Assez, c’est assez! Depuis l’affaire Ben Johnson, la consommation de stéroïdes fait l’objet d’une lutte acharnée dans les sports olympiques au Canada.
Chez les professionnels, aveuglés par leur soif insatiable d’argent, dirigeants et athlètes ont longtemps gardé les yeux fermés et la tête enfouie dans le sable.
Dieu merci, on constate un réveil, même s’il est timide. Dans le monde nébuleux du cyclisme et même au baseball, certains commencent à réagir. Il est plus que temps que les supposés dirigeants d’équipes sportives, professionnelles ou amateurs, sonnent la fin de la récréation.
Les stéroïdes anabolisants sont une version synthétique de la testostérone, l’hormone sexuelle mâle responsable de la croissance des os et des muscles longs et de caractéristiques masculines comme la pilosité faciale et la gravité de la voix. Le marché noir s’est approprié leur vente et si certains stéroïdes sont authentiques, la plupart sont contrefaits. Les effets physiques sont nombreux: maux de tête, saignements de nez, perte de cheveux, développement des seins, atrophie des testicules, dommages au foie et aux reins, hausse de la tension artérielle et du cholestérol, etc. Les stéroïdes affectent le cerveau et causent des maladies psychiatriques. Les femmes peuvent commencer à ressembler aux hommes : barbes croissantes, rupture de la voix, changement de cycle menstruel, etc.
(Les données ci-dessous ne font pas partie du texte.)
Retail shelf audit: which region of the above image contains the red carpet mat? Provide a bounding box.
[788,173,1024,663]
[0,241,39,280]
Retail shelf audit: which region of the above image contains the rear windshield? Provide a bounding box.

Le phénomène prend de l’ampleur. Au baseball, deux tiers des Américains estiment que les joueurs ayant pris des stéroïdes devraient voir leurs noms retirés du Panthéon du baseball et du livre des records. Au cours des dernières saisons, certains ont frappé des circuits à un rythme d’enfer. On constate que la vraie raison de ces records était la «potion magique». Plusieurs sont plongés dans l’embarras.
Que penser de l’affaire Barry Bonds qui est sur le point d’égaler la marque de 755 circuits détenue par Hank Aaron ! Bonds fait l’objet d’enquêtes et plusieurs facteurs démontrent qu’il a utilisé des produits maudits. Une patate chaude pour le baseball majeur car 65% des Américains souhaitent que le record de Bonds ne soit jamais homologué. Qu’en est-il des joueurs de hockey et de football ? Sont-ils tous blancs comme neige ? J’en doute.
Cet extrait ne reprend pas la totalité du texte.